My favorite phrase to help me get into the moment is Stop, Look, and Listen.
It’s simple, directive, and unambiguous. Perfect. When you want to get into the moment to increase mindfulness this phrase works like a charm. Stop – multitasking, Look – pay attention, Listen – to your inner voice and what’s happening. Focusing in on the situation in this way allows for the process of interchange to slow down so that you can make a choice about the best action. It increases your chance to get into a mindful frame of mind.
This is especially helpful with anger. Anger has the ability to really take us out of our body, mind, spirit connection and move us into a fight or flight reactive position. Anger is like our emotional/sensing alarm system. A distinctive element to surviving dangerous situations is to have an early warning system that allows you more time to respond. This is built in to our instinctive patterns of survival.
Like an alarm system in a home that gets triggered and sets off blaring, the human early warning system is loud and gets the individual’s attention. That’s the purpose of intense fear/anger reaction, the adrenaline mediated fight, flight, or freeze system. It works well. It helps us avoid car accidents, catch our child as she falls out of a high chair, and determine our best defense when attacked. The problem happens when it gets stuck on. This can occur due to the type of danger or the time it first gets tripped in our lives, or some combination.

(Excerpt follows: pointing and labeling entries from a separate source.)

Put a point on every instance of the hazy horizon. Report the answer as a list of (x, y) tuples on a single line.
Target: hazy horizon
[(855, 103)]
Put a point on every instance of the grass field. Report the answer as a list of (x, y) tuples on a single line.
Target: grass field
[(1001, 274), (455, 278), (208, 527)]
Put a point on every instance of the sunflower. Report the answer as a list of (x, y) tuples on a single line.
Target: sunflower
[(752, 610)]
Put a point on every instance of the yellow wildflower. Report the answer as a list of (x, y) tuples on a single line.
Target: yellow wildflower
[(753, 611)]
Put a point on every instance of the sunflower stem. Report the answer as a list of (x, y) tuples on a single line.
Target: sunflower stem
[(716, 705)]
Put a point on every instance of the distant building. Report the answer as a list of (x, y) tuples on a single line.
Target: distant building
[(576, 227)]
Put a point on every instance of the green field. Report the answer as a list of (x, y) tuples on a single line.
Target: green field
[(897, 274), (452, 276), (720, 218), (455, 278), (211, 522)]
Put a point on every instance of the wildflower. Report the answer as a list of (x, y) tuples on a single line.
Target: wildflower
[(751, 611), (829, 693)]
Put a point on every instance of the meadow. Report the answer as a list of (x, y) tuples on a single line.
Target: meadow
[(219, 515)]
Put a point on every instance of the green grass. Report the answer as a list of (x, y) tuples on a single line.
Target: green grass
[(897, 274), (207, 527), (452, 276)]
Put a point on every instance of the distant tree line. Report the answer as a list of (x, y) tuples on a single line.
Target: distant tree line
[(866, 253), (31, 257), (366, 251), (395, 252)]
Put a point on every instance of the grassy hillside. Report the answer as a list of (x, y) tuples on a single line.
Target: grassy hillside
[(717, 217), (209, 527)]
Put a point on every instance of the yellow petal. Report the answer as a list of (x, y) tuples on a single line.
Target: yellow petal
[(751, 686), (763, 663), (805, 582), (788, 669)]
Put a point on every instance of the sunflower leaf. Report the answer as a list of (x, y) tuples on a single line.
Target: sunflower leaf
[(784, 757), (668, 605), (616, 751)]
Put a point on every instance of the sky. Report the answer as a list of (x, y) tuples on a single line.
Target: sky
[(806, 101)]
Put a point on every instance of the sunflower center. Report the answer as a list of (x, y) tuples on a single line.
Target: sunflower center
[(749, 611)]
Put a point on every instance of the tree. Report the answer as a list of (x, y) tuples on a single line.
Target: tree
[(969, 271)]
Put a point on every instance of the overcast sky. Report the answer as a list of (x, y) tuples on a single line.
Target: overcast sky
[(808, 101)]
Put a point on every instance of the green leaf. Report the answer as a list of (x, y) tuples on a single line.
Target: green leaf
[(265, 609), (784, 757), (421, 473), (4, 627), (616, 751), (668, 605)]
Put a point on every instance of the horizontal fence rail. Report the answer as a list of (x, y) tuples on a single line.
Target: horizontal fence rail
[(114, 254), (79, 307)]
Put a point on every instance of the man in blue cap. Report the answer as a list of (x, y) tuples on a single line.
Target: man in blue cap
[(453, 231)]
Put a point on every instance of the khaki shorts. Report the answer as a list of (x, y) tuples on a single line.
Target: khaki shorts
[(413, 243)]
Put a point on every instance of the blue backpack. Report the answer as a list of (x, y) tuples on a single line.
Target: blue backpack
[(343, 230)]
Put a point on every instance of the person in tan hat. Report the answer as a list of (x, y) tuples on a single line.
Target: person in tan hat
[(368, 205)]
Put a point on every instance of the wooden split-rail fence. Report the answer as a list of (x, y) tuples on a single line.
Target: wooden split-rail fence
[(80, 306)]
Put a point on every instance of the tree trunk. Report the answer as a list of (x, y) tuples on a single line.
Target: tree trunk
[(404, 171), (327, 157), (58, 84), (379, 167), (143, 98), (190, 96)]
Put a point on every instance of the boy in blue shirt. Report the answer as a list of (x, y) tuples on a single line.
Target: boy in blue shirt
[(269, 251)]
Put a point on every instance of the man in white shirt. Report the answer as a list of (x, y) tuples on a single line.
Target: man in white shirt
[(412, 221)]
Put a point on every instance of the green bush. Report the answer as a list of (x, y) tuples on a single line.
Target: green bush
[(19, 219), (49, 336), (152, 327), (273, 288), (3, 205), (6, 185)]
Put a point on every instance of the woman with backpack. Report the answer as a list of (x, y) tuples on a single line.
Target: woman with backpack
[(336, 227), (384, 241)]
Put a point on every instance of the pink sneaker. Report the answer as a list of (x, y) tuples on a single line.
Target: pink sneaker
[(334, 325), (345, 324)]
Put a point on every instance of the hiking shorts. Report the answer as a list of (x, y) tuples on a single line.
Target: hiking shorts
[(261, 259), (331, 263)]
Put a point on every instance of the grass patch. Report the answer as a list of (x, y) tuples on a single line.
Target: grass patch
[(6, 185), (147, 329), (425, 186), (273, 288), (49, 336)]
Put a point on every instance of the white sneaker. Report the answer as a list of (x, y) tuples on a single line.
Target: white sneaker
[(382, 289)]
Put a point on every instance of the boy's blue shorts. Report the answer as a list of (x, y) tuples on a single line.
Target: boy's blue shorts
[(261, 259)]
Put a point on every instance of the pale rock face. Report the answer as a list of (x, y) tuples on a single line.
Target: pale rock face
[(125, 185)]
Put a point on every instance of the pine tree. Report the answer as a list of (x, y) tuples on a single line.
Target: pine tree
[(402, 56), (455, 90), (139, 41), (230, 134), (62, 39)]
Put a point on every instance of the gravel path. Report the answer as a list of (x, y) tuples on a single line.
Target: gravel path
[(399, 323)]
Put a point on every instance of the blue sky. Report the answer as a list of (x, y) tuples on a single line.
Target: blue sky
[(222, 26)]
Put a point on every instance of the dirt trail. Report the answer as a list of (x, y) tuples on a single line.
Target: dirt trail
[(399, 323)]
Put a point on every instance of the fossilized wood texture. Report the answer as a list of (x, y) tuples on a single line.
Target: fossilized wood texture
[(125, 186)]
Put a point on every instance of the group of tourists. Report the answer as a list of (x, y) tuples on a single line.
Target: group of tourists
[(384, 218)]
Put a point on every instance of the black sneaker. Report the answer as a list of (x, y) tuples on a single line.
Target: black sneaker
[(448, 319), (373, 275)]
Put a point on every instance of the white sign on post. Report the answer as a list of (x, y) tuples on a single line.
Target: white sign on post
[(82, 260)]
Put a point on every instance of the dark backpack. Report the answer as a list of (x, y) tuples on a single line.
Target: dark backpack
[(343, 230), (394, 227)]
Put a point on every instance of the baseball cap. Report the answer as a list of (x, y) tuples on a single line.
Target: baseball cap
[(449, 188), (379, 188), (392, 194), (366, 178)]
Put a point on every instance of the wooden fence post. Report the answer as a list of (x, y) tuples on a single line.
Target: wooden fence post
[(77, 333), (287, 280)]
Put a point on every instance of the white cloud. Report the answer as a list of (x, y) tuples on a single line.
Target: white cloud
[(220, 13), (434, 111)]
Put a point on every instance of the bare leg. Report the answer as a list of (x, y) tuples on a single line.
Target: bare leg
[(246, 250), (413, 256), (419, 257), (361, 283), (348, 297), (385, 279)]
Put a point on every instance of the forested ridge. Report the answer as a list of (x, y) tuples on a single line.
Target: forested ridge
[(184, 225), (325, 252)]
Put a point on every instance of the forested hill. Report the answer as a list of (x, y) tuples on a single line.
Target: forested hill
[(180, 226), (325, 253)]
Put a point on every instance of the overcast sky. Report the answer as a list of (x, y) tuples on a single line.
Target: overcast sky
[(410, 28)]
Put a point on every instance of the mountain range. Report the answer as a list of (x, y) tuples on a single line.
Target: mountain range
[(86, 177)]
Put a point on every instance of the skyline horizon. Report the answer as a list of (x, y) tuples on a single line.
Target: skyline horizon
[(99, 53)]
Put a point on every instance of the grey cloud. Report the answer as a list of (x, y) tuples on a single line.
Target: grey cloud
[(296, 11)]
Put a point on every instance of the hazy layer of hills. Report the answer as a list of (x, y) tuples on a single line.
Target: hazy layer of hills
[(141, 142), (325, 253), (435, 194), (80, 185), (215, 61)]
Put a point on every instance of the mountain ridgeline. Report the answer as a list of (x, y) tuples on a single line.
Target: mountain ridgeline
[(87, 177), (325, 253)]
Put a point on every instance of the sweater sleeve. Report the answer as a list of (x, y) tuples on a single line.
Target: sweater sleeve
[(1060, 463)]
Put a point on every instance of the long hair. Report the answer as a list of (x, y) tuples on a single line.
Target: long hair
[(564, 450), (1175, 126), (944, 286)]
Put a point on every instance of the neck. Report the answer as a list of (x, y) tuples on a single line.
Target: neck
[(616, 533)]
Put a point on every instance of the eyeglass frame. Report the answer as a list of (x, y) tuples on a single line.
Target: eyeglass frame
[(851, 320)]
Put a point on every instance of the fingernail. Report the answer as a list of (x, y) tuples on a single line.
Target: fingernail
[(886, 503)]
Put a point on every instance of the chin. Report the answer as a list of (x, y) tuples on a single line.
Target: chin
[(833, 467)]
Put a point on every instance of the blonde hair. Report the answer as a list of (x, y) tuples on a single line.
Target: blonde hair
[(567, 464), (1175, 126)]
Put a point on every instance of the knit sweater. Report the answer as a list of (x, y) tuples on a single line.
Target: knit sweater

Fear is the original driver, and anger is the secondary maintenance. These get intermixed and hypervigilance, wariness, or increased awareness develop, almost as a second nature in the individual. And over time this increased awareness may lead to increased subjectivity and increased personalization. This keeps the warning system going. Much like the blaring alarm of a home intrusion when no one is there to turn off the alarm, the noise and hyperawareness of the intrusion heightens the response so the police have to come and check on the home to determine safety issues. At some point someone determines the home is again safe and turns off the alarm.
The way that triggers affect the human psyche is that the alarm doesn’t really get turned off, so the individual is charged to react to attack. We get angry when we feel some boundary has been crossed, spiritual, physical and/or emotional. This is what our emotional/sensing alarm system is supposed to be responding to – a breach in our boundary system. But triggers are not always actual breaches but left over from an original breach that was never cleared on our software.
Anger is like fire, fast and intense. A way to turn off that alarm is to use stop, look, and listen – much like checking our a house alarm. First stop, stop going on with the fight, or the situation as it is; then Look at the situation to assess what is causing the alarm – the anger – did that person mean to do/say that….is my child acting like this on purpose to get back at me…really look at the situation to see the focus of the anger. Then listen – what could be going on here, this is where you might assess some of the basic needs issues – am I, or my child, hungry/sleep deprived…. and listen to your own voice – often we don’t know when we’re yelling just when the other person is. We can use this technique to get into the moment to assess the situation and manage the control system to our emotional/sensing alarm system.
Stop, look and listen brings one right into the moment; better for parenting, negotiating, communicating, creating goals, and addressing our habitual reaction patterns. Try using this over the next week whenever you feel anger come up or frustration and see what you learn.
See you tomorrow.
January 19, 2010 at 8:40 pm
Beth, I was wondering if you are familiar with Somatic Experiencing. It’s all about turning off those alarms that never turned off the way they were supposed to after a trauma (which you are so right about).
The person who came up with SE had observed that animals like, say, antelopes will quietly go back to grazing after their herd is attacked by predators, but with humans, it’s like the lions never go away.
January 20, 2010 at 3:04 am
Yes Elene, I am aware of this work by Levine. His book WAKING THE TIGER(?), came out right when I was actually observing this in my patients who were dealing with debilitating trauma histories. It was one of those synchronous moments. I was trained as a Gestalt practitioner. Fritz Perls, the developer of Gestalt Therapy, would use similar methods to help people get in touch with how they were feeling or how they were denying their feelings. I love any work that helps us get more in the moment and be mindful. There are so many ways to get there. Thanks so much for your comment! Beth
January 20, 2010 at 2:03 am
Just what I needed to read tonight, I am feeling both. Thanks Beth!
I realize I am exhausted and can’t rest properly, I am still working on that balance and one of these days I will figure it out.